Source: [headroom/image/compressor.py](https://github.com/chopratejas/headroom/blob/main/headroom/image/compressor.py)

Convenience Function

from headroom.image import compress_images

compressed = compress_images(messages, provider="anthropic")

Source: [headroom/image/compressor.py](https://github.com/chopratejas/headroom/blob/main/headroom/image/compressor.py)

Direct Router Invocation

from headroom.image.trained_router import TrainedRouter, Technique

router = TrainedRouter(use_siglip=True)          # Loads Mini-LM + SigLIP

with open("my_photo.png", "rb") as f:
    img_bytes = f.read()

decision = router.classify(img_bytes, "extract the text")
print(decision.technique, decision.confidence, decision.reason)

Source: [headroom/image/trained_router.py](https://github.com/chopratejas/headroom/blob/main/headroom/image/trained_router.py)

Summary

  • Headroom's image compression uses a three-stage pipeline: tile optimization, ML routing, and technique application.
  • The trained ML router combines Mini-LM for query intent and SigLIP for image analysis to select between transcoding, cropping, or preserving images.
  • Implementation files include headroom/image/compressor.py for orchestration, trained_router.py for PyTorch inference, and onnx_router.py for lightweight CPU-only production deployment.
  • The router makes query-aware decisions that override naive compression, ensuring OCR only runs when text is detected and low-detail mode only activates when visual fidelity is unnecessary.
  • Token accounting via _count_result_tokens() provides measurable savings percentages through CompressionResult objects.

Frequently Asked Questions

What machine learning models power Headroom's image compression router?

The router uses a Mini-LM sentence transformer for classifying user query intent and SigLIP (Sigmoid Loss for Language Image Pre-Training) for analyzing image content.

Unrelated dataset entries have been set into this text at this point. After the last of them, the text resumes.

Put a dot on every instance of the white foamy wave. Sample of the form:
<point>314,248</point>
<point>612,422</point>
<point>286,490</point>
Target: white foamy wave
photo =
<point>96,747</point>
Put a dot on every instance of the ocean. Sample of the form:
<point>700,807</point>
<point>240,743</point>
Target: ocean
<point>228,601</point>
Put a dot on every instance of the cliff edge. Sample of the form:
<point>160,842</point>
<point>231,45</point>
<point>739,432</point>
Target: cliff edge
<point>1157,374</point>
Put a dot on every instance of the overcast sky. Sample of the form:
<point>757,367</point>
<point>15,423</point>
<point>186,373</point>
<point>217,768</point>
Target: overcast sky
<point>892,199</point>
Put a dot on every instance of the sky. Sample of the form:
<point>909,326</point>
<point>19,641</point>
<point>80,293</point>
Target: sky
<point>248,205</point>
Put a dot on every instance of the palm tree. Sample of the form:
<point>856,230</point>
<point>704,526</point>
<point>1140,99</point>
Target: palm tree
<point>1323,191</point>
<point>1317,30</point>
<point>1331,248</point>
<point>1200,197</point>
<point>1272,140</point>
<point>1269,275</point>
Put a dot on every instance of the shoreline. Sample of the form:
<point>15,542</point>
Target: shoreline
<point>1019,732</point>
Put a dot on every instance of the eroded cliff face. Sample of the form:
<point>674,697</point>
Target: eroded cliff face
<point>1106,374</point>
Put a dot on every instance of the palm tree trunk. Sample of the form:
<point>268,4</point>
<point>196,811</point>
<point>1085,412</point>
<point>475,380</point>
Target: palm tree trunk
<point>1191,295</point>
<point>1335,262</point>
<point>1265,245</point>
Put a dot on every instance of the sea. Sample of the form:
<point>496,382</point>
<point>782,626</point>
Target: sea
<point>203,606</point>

These models detect whether images contain text, represent documents, or contain complex details that require high-resolution preservation.

How does Headroom choose between PyTorch and ONNX inference?

The system attempts to load the ONNX router (onnx_router.py) by default for production deployments, as it requires only ~127MB of model weights and runs efficiently on CPU. If ONNX loading fails, or if the test suite has monkey-patched _get_router(), the system falls back to the PyTorch router (trained_router.py) which requires full PyTorch dependencies.

What are the token savings from Headroom's compression techniques?

Savings vary by technique and provider. Tile-boundary optimization provides immediate mathematical savings by forcing images onto provider-specific grids (OpenAI's 512px tiles or Anthropic's density calculations). Transcoding provides maximum savings by replacing images entirely with text tokens. The CompressionResult object exposes savings_percent and original/compressed token counts for monitoring.

Does the ML router work offline after initial download?

Yes. Both the PyTorch and ONNX routers lazy-load model weights from HuggingFace on first invocation, then cache them locally. Once downloaded, all inference runs completely offline. The ONNX runtime specifically uses headroom/image/onnx_runtime.py to handle model downloading and session creation for air-gapped environments.